Al-Arian translated for militaryBy Times staff writers
© St. Petersburg Times
published March 30, 2003
We know that Sami Al-Arian, accused of being a Palestinian Islamic Jihad operative, visited the Bush White House for a briefing and lobbied Congress to abolish secret evidence in terrorism cases. But was he also lending a hand to the Pentagon?
In 2001, the then-University of South Florida professor translated an Islamic religious ruling from Arabic into English for the military that sanctioned Muslim-American soldiers fighting in Afghanistan, his lawyer said during Al-Arian's recent bond hearing in Tampa.
"It shows that the government, when they needed something from him, didn't have a problem with asking and believing he has some influence and credibility," the lawyer, Nick Matassini, said in an interview.
The ruling, or fatwa, was endorsed by prominent Qatar cleric Sheikh Yussuf Al-Qaradhawi, who has expressed sympathy for American victims of the Sept. 11, 2001, terrorist attacks but also has lauded Islamic Jihad and other suicide-bombing groups as Palestinian freedom fighters.
"His message is very confusing," said Tamar Tesler of the Investigative Group, a Washington terrorism research organization that has translated Al-Qaradhawi's writings from Arabic into English.
Concerning the war in Iraq, Al-Qaradhawi wrote on his Web site: "If the Kafir (unbelievers) attack a Muslim country, all its people must go out and hasten to resist them, and expel them from their homes."
Said Tesler: "This is a very dangerous situation, with Muslim-American servicemen receiving guidance from a religious leader who also advocates violence against our armed forces overseas."
At other times, though, Al-Qaradhawi sounds like any Western critic of the war.
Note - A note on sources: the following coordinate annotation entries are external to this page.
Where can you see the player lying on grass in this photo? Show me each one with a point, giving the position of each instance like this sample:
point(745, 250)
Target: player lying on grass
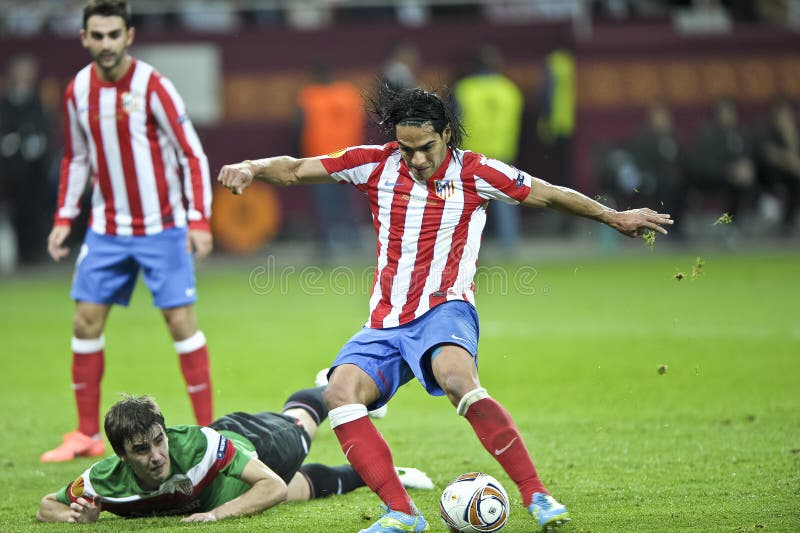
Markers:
point(428, 200)
point(241, 464)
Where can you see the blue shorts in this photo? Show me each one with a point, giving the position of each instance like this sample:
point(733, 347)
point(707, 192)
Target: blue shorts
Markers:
point(392, 356)
point(107, 267)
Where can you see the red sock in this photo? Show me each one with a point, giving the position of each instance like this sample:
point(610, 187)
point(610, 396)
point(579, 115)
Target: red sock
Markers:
point(498, 434)
point(88, 363)
point(193, 354)
point(368, 453)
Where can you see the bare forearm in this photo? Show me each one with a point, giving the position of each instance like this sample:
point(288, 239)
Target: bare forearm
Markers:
point(571, 201)
point(280, 170)
point(631, 223)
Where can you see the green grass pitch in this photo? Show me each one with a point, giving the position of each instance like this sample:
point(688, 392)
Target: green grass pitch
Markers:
point(573, 352)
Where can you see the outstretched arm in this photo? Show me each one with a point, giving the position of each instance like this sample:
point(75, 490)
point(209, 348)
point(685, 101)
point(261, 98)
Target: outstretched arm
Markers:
point(281, 170)
point(266, 490)
point(82, 511)
point(631, 223)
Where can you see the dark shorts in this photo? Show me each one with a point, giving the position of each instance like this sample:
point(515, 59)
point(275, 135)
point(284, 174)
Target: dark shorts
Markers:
point(281, 442)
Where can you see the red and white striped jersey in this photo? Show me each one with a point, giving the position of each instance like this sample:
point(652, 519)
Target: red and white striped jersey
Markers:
point(429, 233)
point(148, 168)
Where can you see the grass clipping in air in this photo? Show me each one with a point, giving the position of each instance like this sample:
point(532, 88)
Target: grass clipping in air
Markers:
point(725, 218)
point(649, 237)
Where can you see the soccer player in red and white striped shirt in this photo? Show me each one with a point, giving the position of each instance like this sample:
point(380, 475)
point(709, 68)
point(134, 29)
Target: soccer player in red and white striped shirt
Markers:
point(127, 128)
point(428, 200)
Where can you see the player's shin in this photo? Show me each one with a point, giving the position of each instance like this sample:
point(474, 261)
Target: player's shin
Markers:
point(368, 452)
point(88, 362)
point(501, 438)
point(193, 354)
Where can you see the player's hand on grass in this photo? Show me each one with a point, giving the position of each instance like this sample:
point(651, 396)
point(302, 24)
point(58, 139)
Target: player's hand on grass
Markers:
point(634, 222)
point(200, 517)
point(200, 243)
point(237, 177)
point(84, 511)
point(55, 242)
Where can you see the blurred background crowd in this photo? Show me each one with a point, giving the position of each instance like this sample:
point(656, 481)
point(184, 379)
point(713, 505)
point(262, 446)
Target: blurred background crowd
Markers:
point(690, 107)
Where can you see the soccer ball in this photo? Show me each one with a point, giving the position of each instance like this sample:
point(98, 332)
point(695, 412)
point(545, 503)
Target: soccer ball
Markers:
point(474, 502)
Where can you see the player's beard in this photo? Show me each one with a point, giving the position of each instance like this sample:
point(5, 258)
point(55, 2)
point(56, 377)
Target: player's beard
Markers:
point(108, 61)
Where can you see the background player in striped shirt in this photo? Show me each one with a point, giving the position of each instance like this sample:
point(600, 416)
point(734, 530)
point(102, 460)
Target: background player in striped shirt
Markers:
point(127, 127)
point(428, 200)
point(241, 464)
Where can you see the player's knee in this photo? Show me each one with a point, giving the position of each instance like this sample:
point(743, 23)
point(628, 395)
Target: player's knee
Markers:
point(455, 386)
point(333, 397)
point(469, 398)
point(310, 400)
point(86, 326)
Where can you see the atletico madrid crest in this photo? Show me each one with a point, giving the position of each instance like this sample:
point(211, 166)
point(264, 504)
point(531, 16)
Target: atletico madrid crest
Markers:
point(444, 188)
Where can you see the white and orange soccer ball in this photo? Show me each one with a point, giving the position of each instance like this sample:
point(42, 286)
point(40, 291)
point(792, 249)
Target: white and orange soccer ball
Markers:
point(474, 503)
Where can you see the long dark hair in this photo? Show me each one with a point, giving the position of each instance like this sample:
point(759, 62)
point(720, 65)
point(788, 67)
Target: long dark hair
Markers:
point(413, 106)
point(131, 417)
point(108, 8)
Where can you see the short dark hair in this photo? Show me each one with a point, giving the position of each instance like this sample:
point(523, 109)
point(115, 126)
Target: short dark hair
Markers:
point(413, 106)
point(108, 8)
point(131, 417)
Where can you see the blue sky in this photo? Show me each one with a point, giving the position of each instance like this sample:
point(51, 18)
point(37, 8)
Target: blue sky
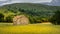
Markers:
point(2, 2)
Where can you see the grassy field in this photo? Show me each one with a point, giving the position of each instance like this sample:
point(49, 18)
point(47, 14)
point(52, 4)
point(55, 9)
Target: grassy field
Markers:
point(9, 28)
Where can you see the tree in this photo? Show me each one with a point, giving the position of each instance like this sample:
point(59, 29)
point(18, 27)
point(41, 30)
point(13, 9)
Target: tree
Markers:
point(1, 17)
point(56, 18)
point(9, 19)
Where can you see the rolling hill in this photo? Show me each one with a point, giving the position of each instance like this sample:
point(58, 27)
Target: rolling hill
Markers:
point(36, 11)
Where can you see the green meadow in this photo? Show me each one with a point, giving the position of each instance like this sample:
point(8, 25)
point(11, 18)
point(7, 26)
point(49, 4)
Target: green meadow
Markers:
point(40, 28)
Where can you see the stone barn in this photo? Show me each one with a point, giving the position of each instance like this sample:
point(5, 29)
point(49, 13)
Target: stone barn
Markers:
point(20, 20)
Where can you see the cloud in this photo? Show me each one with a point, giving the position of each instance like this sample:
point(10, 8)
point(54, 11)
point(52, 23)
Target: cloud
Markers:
point(3, 2)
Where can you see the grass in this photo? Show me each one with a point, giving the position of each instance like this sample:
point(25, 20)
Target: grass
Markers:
point(9, 28)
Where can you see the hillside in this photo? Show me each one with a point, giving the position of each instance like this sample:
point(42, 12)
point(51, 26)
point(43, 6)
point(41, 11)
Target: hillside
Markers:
point(35, 11)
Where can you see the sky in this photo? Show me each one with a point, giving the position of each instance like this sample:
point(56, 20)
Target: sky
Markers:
point(3, 2)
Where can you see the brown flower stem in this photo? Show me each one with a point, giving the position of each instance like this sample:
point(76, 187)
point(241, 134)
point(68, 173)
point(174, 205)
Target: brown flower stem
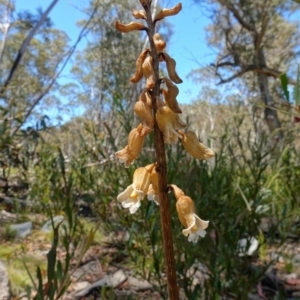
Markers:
point(162, 170)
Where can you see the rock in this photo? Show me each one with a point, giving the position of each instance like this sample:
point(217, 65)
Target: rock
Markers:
point(4, 283)
point(22, 230)
point(47, 227)
point(139, 285)
point(79, 286)
point(112, 280)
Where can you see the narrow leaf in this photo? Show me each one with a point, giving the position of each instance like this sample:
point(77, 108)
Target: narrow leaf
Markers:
point(284, 84)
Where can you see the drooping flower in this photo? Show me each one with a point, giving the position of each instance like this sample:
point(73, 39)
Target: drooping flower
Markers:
point(134, 147)
point(148, 72)
point(144, 112)
point(168, 122)
point(185, 207)
point(159, 43)
point(170, 95)
point(192, 145)
point(134, 193)
point(152, 193)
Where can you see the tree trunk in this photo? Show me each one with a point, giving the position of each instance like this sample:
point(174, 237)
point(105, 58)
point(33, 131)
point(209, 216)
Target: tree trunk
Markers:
point(270, 112)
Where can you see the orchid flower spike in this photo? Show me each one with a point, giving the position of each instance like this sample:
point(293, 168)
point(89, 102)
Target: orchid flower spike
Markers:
point(144, 112)
point(134, 147)
point(153, 194)
point(134, 193)
point(187, 215)
point(168, 122)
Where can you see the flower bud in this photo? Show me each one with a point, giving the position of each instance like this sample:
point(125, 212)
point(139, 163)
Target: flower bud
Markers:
point(168, 122)
point(194, 147)
point(134, 147)
point(187, 216)
point(171, 65)
point(139, 63)
point(148, 72)
point(170, 95)
point(159, 43)
point(166, 12)
point(144, 112)
point(129, 27)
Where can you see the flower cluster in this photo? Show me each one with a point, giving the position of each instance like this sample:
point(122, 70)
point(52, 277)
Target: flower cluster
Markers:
point(165, 111)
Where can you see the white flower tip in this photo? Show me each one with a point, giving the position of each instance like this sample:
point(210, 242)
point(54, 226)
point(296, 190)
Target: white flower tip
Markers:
point(134, 207)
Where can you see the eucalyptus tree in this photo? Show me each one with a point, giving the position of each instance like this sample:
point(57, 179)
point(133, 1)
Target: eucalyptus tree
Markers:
point(255, 42)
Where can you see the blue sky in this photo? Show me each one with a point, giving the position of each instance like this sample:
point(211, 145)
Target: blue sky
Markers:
point(182, 47)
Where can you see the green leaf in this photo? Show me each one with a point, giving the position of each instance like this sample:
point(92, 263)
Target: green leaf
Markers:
point(284, 84)
point(59, 271)
point(61, 162)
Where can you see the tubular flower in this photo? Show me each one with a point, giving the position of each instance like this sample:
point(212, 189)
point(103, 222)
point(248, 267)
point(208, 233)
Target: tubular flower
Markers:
point(194, 147)
point(144, 112)
point(153, 194)
point(148, 72)
point(129, 27)
point(168, 122)
point(134, 147)
point(187, 215)
point(170, 95)
point(134, 193)
point(159, 43)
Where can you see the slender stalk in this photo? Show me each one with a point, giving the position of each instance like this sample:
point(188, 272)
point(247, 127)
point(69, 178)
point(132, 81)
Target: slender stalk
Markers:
point(162, 170)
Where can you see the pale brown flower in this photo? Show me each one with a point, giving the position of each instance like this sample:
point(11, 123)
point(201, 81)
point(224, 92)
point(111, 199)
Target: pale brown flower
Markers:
point(129, 27)
point(134, 147)
point(144, 112)
point(134, 193)
point(138, 66)
point(148, 72)
point(159, 43)
point(139, 14)
point(166, 12)
point(171, 67)
point(168, 122)
point(171, 94)
point(192, 145)
point(186, 211)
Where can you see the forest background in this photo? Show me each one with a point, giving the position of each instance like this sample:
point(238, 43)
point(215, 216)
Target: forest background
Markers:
point(66, 108)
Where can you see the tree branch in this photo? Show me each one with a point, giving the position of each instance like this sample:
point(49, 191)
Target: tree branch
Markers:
point(237, 15)
point(25, 44)
point(39, 97)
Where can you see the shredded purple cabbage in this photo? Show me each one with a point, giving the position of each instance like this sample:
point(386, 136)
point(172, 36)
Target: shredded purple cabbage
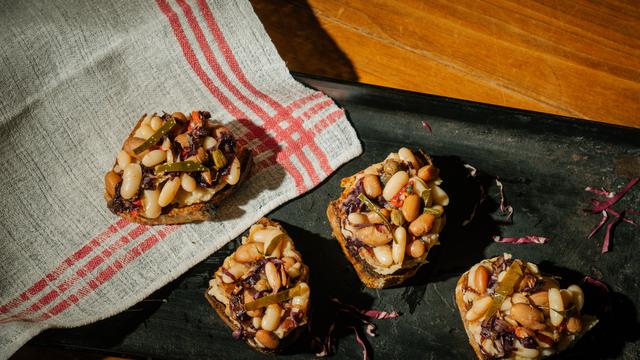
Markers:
point(351, 203)
point(350, 317)
point(427, 126)
point(504, 207)
point(600, 192)
point(605, 204)
point(361, 342)
point(529, 342)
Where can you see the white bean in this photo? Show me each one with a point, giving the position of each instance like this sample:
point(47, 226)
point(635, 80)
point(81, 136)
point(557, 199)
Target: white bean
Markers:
point(154, 158)
point(556, 306)
point(357, 219)
point(301, 300)
point(234, 172)
point(478, 308)
point(294, 271)
point(144, 132)
point(131, 178)
point(147, 120)
point(577, 296)
point(439, 196)
point(273, 276)
point(187, 182)
point(406, 155)
point(156, 123)
point(383, 255)
point(209, 142)
point(397, 181)
point(166, 144)
point(150, 203)
point(399, 247)
point(271, 318)
point(419, 186)
point(527, 353)
point(236, 269)
point(265, 235)
point(123, 159)
point(169, 191)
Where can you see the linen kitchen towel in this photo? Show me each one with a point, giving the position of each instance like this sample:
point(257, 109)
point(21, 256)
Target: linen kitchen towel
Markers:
point(75, 76)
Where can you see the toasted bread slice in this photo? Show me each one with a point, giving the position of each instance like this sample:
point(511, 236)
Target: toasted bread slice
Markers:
point(386, 252)
point(196, 193)
point(535, 319)
point(279, 280)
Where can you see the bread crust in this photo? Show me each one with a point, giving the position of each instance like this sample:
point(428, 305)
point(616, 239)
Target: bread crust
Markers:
point(462, 308)
point(204, 211)
point(369, 277)
point(290, 338)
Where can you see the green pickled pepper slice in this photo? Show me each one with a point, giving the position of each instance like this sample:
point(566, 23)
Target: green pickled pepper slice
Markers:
point(505, 288)
point(275, 298)
point(182, 166)
point(159, 134)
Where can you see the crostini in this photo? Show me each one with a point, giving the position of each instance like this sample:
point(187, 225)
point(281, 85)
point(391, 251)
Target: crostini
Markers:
point(511, 311)
point(389, 216)
point(261, 291)
point(175, 168)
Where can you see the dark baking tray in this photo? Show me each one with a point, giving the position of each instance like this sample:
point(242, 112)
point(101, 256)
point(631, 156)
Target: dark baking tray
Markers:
point(544, 161)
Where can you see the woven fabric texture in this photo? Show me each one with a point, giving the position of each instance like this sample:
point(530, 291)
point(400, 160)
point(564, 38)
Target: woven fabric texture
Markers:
point(76, 76)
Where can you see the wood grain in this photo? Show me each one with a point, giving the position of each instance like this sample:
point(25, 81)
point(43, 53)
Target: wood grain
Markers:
point(574, 58)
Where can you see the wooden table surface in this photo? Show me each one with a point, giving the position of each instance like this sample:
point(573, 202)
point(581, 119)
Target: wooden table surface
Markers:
point(575, 58)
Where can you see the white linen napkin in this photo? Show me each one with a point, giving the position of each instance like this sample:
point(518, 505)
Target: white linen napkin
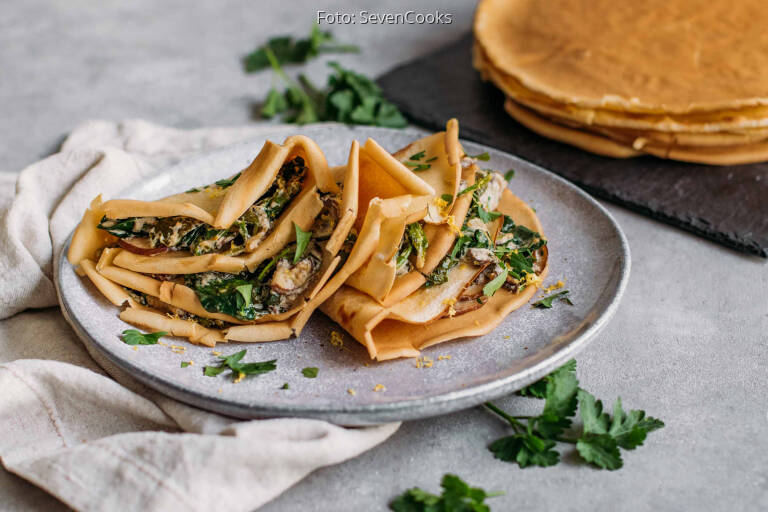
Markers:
point(102, 444)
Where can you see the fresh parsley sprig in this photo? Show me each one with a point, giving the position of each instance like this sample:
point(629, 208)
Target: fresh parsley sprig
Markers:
point(289, 51)
point(239, 370)
point(546, 302)
point(349, 97)
point(302, 240)
point(457, 496)
point(534, 438)
point(134, 337)
point(310, 372)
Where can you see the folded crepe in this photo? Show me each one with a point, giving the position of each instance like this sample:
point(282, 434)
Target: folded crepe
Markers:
point(256, 248)
point(492, 265)
point(411, 248)
point(251, 257)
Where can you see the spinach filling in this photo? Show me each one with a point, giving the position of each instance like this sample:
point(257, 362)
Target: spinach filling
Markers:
point(270, 289)
point(415, 242)
point(184, 233)
point(514, 253)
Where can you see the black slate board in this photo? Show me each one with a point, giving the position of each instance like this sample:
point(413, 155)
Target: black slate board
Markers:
point(728, 205)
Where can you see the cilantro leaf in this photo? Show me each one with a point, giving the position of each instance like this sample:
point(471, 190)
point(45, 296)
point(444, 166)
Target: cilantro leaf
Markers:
point(213, 371)
point(245, 291)
point(310, 372)
point(233, 364)
point(482, 156)
point(487, 216)
point(601, 438)
point(457, 496)
point(592, 416)
point(302, 240)
point(630, 429)
point(134, 337)
point(496, 283)
point(526, 450)
point(560, 401)
point(290, 51)
point(536, 390)
point(546, 302)
point(601, 450)
point(227, 182)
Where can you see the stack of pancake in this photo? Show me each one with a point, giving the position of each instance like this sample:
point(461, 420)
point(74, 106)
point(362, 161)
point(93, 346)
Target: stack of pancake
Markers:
point(685, 80)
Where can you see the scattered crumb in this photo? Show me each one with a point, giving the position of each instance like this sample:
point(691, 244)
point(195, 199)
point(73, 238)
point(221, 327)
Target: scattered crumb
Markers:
point(424, 362)
point(559, 284)
point(532, 279)
point(450, 302)
point(451, 222)
point(337, 340)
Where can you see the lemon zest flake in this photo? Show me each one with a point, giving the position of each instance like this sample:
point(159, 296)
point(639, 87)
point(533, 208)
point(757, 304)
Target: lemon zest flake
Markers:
point(451, 221)
point(559, 284)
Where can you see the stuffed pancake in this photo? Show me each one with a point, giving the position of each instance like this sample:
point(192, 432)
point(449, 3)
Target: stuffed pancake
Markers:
point(241, 259)
point(495, 260)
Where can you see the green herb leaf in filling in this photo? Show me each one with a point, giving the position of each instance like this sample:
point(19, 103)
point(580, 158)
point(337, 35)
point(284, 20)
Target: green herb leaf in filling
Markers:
point(302, 240)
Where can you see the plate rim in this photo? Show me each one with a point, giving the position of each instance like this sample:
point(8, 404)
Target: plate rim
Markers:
point(375, 413)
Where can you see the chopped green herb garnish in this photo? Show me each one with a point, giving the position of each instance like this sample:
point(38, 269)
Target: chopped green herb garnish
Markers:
point(310, 372)
point(478, 184)
point(482, 156)
point(302, 240)
point(238, 369)
point(134, 337)
point(457, 496)
point(288, 51)
point(487, 216)
point(227, 182)
point(546, 302)
point(534, 438)
point(493, 285)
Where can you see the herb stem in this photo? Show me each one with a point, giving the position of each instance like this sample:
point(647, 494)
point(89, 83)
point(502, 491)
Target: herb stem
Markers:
point(512, 420)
He calls it an unjustifiable aggression that is really about securing oil supplies.
Maybe Al-Arian can help translate?
Veteran to assist rebuilding
A retired Army general has been tapped to supervise the rebuilding of Iraq. Jay Garner will head the Pentagon's new Office of Reconstruction and Humanitarian Assistance. Garner is a veteran of the 1991 Persian Gulf War, where he oversaw the feeding and protection of the Kurds in northern Iraq.
Assisting Garner will be Barbara Bodine, a former U.S. ambassador to Yemen. In 2000, Bodine clashed with the FBI team sent to investigate the bombing in a Yemeni port of the USS Cole, an al-Qaida operation in which 17 American service members died. She wanted the G-men to be more sensitive and respectful of the local culture, while the FBI team saw her as an impediment to the investigation.
Undersecretary of Defense for Policy Douglas Feith has overseen creation of the office, which will administer U.S.-funded reconstruction efforts.
'Republican Guard' name ruffles Young
Rep. C.W. Bill Young, R-Largo, cringes every time he hears about Iraq's elite Republican Guard. It's not that he is worried about beating them. He just wishes the Iraqis used a different name.
"I've been trying to get them to change the name to 'Democratic Guard,' but I haven't been very successful," Young said.